The loop exit point prevents the following optimization which I have culled from the emitted machine code:
- the loop is unrolled (this is true in all cases);
- additionaly, the fetching from the array stage is done first for all unrolled steps, then the xoring into accumulator is done for all the steps.
If the loop can break out at any step, this staging would result in work performed for loop steps which were never actually taken.
Consider this slight modification of your code:
@OutputTimeUnit(TimeUnit.NANOSECONDS)
@BenchmarkMode(Mode.AverageTime)
@OperationsPerInvocation(Measure.N)
@Warmup(iterations = 3, time = 1)
@Measurement(iterations = 5, time = 1)
@State(Scope.Thread)
@Threads(1)
@Fork(1)
public class Measure {
public static final int N = 1024;
private final int[] table = new int[N];
@Setup public void setUp() {
final Random random = new Random();
for (int i = 0; i < table.length; ++i) {
final int x = random.nextInt();
table[i] = x == 0? 1 : x;
}
}
@GenerateMicroBenchmark public int normalIndex() {
int result = 0;
final int[] table = this.table;
int x = 0;
for (int i = 0; i <= table.length - 1; ++i) {
x += i;
final int j = x & (table.length - 1);
final int entry = table[i];
result ^= entry + j;
if (entry == 0) break;
}
return result;
}
@GenerateMicroBenchmark public int maskedIndex() {
int result = 0;
final int[] table = this.table;
int x = 0;
for (int i = 0; i <= table.length - 1; ++i) {
x += i;
final int j = x & (table.length - 1);
final int entry = table[j];
result ^= i + entry;
if (entry == 0) break;
}
return result;
}
}
There is just one difference: I have added the check
if (entry == 0) break;
to give the loop a way to exit prematurely on any step. (I also introduced a guard to ensure no array entries are actually 0.)

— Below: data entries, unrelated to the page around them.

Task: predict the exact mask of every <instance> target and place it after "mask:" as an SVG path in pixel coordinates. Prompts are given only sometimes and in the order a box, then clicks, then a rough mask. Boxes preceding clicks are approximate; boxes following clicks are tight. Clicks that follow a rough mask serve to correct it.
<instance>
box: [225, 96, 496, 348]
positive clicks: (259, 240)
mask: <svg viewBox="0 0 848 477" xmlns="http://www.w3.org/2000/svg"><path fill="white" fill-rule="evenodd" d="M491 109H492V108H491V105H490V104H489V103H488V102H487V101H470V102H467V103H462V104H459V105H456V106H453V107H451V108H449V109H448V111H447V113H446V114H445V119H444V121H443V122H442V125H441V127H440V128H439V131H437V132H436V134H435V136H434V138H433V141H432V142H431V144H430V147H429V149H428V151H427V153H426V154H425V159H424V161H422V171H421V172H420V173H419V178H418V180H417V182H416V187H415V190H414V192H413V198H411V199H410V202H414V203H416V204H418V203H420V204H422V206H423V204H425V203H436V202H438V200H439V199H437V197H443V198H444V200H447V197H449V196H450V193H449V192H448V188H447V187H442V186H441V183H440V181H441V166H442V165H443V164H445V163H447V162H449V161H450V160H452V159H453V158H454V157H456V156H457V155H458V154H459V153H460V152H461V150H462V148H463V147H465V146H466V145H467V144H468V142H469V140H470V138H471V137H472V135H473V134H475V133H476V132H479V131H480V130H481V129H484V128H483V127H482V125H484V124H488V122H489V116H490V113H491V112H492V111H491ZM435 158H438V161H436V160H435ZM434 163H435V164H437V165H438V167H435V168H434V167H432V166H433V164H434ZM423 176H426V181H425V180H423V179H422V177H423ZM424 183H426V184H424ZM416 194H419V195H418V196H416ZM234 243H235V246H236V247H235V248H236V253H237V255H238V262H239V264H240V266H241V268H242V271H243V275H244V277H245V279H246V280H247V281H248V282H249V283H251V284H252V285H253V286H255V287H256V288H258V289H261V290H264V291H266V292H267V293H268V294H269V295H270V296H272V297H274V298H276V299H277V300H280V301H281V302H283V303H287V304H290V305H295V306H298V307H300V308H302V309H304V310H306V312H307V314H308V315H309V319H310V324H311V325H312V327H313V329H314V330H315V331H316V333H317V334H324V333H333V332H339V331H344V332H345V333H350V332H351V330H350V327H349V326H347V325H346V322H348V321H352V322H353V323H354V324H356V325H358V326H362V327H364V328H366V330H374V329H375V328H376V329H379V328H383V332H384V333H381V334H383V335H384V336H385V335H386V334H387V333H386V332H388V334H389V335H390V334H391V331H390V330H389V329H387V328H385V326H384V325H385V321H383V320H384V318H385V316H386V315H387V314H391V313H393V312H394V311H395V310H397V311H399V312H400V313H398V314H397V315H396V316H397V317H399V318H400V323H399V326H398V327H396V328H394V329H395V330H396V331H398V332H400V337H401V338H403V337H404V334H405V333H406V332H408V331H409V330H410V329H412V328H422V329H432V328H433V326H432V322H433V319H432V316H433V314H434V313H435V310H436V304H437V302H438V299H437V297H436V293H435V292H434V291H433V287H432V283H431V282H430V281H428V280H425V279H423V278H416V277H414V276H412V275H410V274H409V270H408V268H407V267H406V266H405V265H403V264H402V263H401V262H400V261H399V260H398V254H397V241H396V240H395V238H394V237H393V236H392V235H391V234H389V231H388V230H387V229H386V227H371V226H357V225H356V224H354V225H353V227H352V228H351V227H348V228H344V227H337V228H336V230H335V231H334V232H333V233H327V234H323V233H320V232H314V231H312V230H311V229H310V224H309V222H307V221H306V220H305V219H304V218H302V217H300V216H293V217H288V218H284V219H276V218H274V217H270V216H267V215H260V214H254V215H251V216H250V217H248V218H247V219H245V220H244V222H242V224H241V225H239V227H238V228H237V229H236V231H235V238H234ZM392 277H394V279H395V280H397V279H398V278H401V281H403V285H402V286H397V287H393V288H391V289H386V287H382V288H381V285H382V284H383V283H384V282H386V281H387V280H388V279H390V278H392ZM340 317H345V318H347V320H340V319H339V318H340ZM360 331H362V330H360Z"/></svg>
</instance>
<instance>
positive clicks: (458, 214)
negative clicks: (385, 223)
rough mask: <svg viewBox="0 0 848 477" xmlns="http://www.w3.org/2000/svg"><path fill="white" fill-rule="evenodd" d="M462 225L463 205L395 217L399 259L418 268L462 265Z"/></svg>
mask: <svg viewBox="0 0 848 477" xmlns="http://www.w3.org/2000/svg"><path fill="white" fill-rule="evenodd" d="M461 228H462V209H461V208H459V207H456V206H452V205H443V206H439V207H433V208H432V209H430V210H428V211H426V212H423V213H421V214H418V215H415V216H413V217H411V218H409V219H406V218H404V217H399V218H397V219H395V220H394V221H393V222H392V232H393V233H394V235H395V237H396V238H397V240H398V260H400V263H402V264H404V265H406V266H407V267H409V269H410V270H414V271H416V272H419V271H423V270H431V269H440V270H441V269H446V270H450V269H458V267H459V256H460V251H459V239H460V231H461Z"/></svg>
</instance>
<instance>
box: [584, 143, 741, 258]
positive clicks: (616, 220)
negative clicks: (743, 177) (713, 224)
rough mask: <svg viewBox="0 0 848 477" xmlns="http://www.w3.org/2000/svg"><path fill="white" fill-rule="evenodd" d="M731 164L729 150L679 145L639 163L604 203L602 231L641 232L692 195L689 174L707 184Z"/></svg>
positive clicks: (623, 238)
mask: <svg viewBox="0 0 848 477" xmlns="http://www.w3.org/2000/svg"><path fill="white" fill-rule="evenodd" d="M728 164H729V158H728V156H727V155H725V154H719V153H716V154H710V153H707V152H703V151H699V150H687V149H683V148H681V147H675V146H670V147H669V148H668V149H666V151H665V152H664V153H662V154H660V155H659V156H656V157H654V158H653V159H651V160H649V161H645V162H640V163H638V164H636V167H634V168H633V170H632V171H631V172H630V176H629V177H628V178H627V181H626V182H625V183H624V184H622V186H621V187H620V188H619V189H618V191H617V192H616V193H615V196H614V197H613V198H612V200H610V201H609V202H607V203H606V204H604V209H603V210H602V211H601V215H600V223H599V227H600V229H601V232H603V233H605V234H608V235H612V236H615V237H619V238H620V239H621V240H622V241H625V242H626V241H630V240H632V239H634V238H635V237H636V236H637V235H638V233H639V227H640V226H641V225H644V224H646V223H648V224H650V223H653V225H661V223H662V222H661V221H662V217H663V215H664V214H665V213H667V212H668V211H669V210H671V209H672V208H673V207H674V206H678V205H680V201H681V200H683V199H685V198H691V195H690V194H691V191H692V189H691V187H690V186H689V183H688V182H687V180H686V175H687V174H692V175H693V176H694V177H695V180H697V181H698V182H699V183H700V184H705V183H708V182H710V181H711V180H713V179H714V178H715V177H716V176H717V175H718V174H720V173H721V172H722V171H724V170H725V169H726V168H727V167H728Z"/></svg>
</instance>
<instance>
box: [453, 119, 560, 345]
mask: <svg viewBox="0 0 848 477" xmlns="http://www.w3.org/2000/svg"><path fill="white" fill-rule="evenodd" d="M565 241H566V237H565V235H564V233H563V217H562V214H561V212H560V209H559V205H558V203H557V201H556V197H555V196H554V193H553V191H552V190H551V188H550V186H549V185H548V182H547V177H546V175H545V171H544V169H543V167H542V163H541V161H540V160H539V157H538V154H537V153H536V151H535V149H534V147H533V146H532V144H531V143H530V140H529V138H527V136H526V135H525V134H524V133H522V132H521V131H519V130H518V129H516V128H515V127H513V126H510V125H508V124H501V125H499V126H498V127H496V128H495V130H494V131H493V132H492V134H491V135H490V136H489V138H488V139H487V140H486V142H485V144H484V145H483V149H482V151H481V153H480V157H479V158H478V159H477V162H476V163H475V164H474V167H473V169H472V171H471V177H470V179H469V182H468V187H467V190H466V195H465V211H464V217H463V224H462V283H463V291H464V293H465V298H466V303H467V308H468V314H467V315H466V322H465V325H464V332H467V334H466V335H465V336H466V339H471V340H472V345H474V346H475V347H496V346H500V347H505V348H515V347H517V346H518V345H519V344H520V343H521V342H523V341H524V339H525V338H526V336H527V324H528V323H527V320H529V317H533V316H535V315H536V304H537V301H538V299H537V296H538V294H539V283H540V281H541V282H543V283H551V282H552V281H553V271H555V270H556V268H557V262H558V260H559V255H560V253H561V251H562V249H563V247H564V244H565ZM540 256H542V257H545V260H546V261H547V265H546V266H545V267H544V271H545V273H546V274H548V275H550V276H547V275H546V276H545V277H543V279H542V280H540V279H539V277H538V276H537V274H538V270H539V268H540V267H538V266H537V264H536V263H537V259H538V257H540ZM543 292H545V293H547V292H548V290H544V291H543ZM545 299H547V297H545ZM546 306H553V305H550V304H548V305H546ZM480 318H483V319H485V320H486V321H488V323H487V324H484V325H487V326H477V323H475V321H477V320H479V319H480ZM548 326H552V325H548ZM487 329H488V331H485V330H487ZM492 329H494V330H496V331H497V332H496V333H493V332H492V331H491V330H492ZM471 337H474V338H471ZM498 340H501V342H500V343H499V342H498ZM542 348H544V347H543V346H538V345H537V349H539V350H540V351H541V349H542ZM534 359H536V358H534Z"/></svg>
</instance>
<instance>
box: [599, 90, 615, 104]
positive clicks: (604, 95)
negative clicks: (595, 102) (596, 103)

On my machine, this is the result:
Benchmark Mode Samples Mean Mean error Units
o.s.Measure.maskedIndex avgt 5 1.378 0.229 ns/op
o.s.Measure.normalIndex avgt 5 0.924 0.092 ns/op
the "normal index" variant is substantially faster, as generally expected.
However, let us remove the additional check:
// if (entry == 0) break;
Now my results are these:
Benchmark Mode Samples Mean Mean error Units
o.s.Measure.maskedIndex avgt 5 1.130 0.065 ns/op
o.s.Measure.normalIndex avgt 5 1.229 0.053 ns/op
"Masked index" responded predictably (reduced overhead), but "normal index" is suddenly much worse. This is apparently due to a bad fit between the additional optimization step and my specific CPU model.
My point:
The performance model at such a detailed level is very unstable and, as witnessed on my CPU, even erratic.